To ensure that we were not growing up antibiotic-resistant soil bacteria, we grew up cultures from non-inoculated soil as negative controls. In addition, we grew up cultures on ampicillin and kanamycin containing plates on day 6 to check for fluorescence. There were no colonies detected on the negative control plates, showing that OD measurements in the negative control were due to soil particles in the media. The colonies grown up from E coli inoculated in soil were brightly fluorescent, confirming the presence of plasmid-carrying E coli in the soil after a long period of time.
Subsequently, we stopped measuring the OD of bacteria and started plating out cultures from sterile and non-sterile media to check for presence of the plasmid.
Results
Non-Sterile:
1A 0.315
1B 0.393
1C 0.361
2A 0.553
2B 0.583
2C 0.548
3A 0.399
3B 0.668
3C 0.300
Sterile
1A O.523
1B 0.548
1C 0.476
2A 0.716
2B 0.616
2C 0.664
3A 0.950
3B 0.887
3C 1.002
Containment Device
The containment device is based on a toxin/anti-toxin system taken from the lysis cassette made by the Berkeley 2008 team. This originally involved the secretion of holin along with lysozyme, so that the holin would form pores in the inner membrane and allow the lysozyme to break down the cell wall. This will cause the cell to lyse when the inducible promoter was induced by arabinose.

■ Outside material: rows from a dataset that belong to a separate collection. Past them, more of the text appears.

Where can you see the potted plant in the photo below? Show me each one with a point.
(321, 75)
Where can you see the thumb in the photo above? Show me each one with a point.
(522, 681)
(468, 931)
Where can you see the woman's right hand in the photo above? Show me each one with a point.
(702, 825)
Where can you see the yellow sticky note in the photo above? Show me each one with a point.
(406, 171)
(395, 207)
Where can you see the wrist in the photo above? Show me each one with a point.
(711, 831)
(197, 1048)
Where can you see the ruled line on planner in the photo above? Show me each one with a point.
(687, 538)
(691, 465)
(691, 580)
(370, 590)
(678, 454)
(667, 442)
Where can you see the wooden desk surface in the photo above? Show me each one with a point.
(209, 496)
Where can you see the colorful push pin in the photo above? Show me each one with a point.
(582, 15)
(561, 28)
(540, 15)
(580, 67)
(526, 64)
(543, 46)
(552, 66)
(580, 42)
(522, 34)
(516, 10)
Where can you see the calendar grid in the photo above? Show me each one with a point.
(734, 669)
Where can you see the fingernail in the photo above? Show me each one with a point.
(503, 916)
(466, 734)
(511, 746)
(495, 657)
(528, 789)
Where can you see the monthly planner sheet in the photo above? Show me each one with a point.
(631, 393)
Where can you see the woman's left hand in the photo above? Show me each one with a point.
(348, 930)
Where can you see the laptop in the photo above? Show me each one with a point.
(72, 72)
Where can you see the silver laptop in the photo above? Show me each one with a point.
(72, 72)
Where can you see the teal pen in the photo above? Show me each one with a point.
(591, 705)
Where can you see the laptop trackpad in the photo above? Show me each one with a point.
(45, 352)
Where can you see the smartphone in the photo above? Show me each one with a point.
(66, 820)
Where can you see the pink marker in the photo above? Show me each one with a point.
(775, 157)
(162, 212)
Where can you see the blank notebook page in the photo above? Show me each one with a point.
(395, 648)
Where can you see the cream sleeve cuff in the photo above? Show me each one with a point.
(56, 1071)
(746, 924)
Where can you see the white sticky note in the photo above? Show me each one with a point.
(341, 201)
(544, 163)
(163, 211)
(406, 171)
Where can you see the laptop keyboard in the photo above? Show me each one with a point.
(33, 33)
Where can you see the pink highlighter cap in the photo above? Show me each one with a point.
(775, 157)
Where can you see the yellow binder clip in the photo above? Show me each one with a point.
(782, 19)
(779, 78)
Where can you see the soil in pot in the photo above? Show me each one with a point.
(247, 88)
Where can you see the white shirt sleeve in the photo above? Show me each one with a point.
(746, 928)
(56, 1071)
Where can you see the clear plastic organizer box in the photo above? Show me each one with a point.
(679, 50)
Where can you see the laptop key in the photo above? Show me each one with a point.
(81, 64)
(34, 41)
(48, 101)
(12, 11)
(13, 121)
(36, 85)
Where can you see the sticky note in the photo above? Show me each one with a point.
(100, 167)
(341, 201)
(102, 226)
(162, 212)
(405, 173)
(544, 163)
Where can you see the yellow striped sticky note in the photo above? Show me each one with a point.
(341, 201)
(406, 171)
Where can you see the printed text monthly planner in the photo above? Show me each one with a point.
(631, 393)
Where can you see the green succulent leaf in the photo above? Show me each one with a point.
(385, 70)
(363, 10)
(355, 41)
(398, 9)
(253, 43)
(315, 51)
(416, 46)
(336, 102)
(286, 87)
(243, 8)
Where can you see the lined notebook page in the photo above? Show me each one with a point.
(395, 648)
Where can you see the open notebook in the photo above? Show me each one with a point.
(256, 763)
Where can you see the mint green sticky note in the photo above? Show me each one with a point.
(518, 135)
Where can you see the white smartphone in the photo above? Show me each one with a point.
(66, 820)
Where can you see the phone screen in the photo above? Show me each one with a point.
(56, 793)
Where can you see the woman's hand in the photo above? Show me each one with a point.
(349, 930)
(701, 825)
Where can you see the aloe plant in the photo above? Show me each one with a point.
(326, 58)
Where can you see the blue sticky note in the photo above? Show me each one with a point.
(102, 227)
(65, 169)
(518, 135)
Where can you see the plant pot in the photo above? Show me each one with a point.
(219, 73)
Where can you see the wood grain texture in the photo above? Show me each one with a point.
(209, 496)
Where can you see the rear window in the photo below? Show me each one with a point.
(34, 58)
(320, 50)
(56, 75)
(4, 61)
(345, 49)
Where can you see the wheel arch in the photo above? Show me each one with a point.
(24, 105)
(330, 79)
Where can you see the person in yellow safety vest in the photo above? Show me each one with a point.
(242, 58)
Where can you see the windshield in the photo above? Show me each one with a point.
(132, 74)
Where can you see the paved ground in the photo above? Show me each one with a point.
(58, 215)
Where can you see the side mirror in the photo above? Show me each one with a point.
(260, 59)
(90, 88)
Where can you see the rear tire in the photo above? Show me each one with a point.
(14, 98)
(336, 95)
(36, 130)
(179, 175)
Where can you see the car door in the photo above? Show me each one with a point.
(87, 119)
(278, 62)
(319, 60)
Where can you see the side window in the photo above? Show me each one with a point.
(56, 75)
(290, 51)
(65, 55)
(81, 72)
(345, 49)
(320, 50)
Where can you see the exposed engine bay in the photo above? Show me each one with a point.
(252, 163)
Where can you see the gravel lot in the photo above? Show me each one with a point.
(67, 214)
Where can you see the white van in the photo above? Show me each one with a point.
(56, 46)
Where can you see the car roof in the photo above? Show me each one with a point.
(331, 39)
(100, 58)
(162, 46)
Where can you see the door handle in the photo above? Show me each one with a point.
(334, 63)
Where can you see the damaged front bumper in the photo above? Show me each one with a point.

Also included in this cassette is the gene for antiholin, under the control of a weak, constitutive promoter to prevent any leakage.
Our project takes this a step further. By using the anti-holin's ability to inhibit the activity of holin, we can create a system in which the lytic activity of holin can be negated by the presence of antiholin in certain cells. This means that we can make a plasmid that can kill one cell, but replicate in another.